Informational 1,000 words 12 prompts ready Updated 12 Apr 2026

Acute:Chronic Workload Ratio and Other Load Metrics for Hamstring Prevention

Informational article in the Hamstring Injury Prevention for Runners topical map — Running Mechanics & Training Load Management content group. 12 copy-paste AI prompts for ChatGPT, Claude & Gemini covering SEO outline, body writing, meta tags, internal links, and Twitter/X & LinkedIn posts.

← Back to Hamstring Injury Prevention for Runners 12 Prompts • 4 Phases
Overview

Acute:Chronic Workload Ratio for hamstring prevention is calculated as the 7‑day acute load divided by the 28‑day chronic load (common units include session‑RPE×minutes or GPS high‑speed distance), with a commonly cited target zone of about 0.8–1.3 and spikes above 1.5 associated with higher soft‑tissue injury risk. When using session RPE the practical formula is acute = sum(RPE×minutes over 7 days) and chronic = mean(RPE×minutes over 28 days); the resulting ratio flags rapid increases in recent training relative to the four‑week fitness window. Reporting the exact load unit used (for example session‑RPE×minutes or metres at >5.0 m·s‑1) is essential for interpretation. Reports should state the averaging method used (rolling or EWMA).

Mechanistically the Acute:Chronic Workload Ratio leverages the training‑injury prevention framework popularized by Tim Gabbett and can be calculated with either a rolling average or an exponentially weighted moving average (EWMA) to give greater weight to recent sessions. Practitioners combining GPS or IMU derived GPS load metrics (such as high‑speed distance) with session RPE capture both external and internal load, which is key for load management runners and strength‑and‑conditioning programming. Regular monitoring with athlete tracking platforms and periodic isokinetic or handheld strength tests aids interpretation, because ACWR values differ in meaning when the load unit is whole‑session stress versus specific high‑speed exposures. Data integration across GPS, wellness diaries and S&C logs aids contextual interpretation during travel, race weeks and tapering.

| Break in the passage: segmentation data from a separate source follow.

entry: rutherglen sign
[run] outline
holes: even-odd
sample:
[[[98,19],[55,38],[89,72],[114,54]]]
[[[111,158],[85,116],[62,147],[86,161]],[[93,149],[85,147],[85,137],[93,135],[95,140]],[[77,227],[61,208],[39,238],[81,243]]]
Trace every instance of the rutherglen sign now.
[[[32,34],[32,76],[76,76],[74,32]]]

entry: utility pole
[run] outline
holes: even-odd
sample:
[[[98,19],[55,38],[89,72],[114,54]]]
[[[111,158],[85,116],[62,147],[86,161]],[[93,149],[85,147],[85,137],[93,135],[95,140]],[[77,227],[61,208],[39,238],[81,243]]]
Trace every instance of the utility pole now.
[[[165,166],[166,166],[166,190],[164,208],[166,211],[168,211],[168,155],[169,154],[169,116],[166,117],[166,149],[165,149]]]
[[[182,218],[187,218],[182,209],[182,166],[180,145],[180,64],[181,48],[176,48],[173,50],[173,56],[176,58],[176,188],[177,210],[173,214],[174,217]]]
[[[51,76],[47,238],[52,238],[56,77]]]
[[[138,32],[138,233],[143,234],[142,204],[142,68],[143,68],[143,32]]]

The most important nuance is that ACWR is a context‑dependent indicator rather than an absolute rule: ACWR hamstring interpretation changes with the chosen load unit, athlete history and recent exposure to maximal speed work. For example, a runner maintaining 50 km weekly running volume but increasing high‑speed distance by 40% in one week can show a benign total‑volume ACWR yet a high acute:chronic high‑speed ratio that elevates hamstring strain risk. Reporting both session‑RPE‑based ACWR and separate GPS high‑speed or sprint exposure metrics, together with measures of training monotony and eccentric knee‑flexor strength, corrects the common error of over‑relying on weekly volume alone. Prior hamstring injury increases re‑injury risk and should lower tolerance for acute spikes; clinicians often defer higher‑speed progression if eccentric knee‑flexor deficits exceed 10–15% side‑to‑side, and clinical judgement.

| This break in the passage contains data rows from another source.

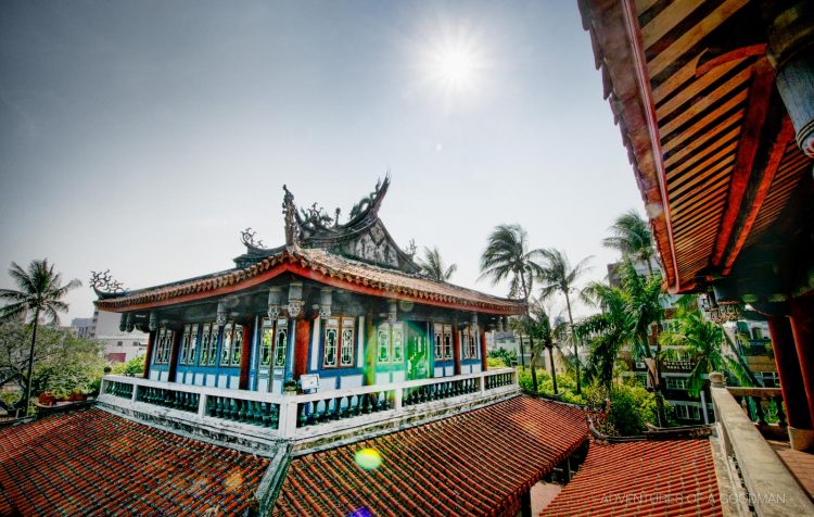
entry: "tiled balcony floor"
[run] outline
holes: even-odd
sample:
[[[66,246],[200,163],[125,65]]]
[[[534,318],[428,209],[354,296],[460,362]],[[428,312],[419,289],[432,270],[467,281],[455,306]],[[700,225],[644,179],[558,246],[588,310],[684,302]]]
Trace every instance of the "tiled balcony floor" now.
[[[794,451],[788,442],[767,441],[794,476],[794,479],[809,494],[809,499],[814,501],[814,454]]]

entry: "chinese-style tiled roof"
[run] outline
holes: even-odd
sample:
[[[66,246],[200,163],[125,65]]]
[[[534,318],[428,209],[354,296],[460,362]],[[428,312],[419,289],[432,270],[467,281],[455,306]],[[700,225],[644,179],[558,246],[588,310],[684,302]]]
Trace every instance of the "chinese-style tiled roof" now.
[[[0,430],[0,515],[236,515],[268,461],[101,409]]]
[[[540,516],[723,515],[708,439],[593,442]]]
[[[523,303],[517,300],[493,297],[419,275],[344,258],[320,249],[282,250],[244,268],[230,269],[168,286],[141,289],[99,300],[97,305],[101,310],[114,312],[170,305],[240,291],[285,272],[351,291],[430,305],[492,314],[521,314],[525,310]]]
[[[578,4],[667,286],[684,292],[728,275],[784,224],[794,196],[806,202],[812,166],[774,92],[766,2]],[[739,48],[745,35],[759,45]]]
[[[501,515],[587,440],[585,413],[517,396],[488,407],[295,457],[272,515]],[[365,470],[354,455],[381,454]]]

Practical application starts by defining the primary load unit (for example session‑RPE×minutes for internal load or metres at >5.0 m·s‑1 for external high‑speed exposure), computing a 7‑day acute and 28‑day chronic value (or EWMA equivalent), and tracking separate acute:chronic ratios for total volume and for high‑speed running. Aim to keep overall ACWR near 0.8–1.3, avoid acute spikes above 1.5, monitor training monotony, and pair load metrics with eccentric strength screening and run‑specific progressions for return‑to‑run checkpoints. Document absolute load values and side‑to‑side strength differences to guide progression through race preparation. This page contains a structured, step‑by‑step framework.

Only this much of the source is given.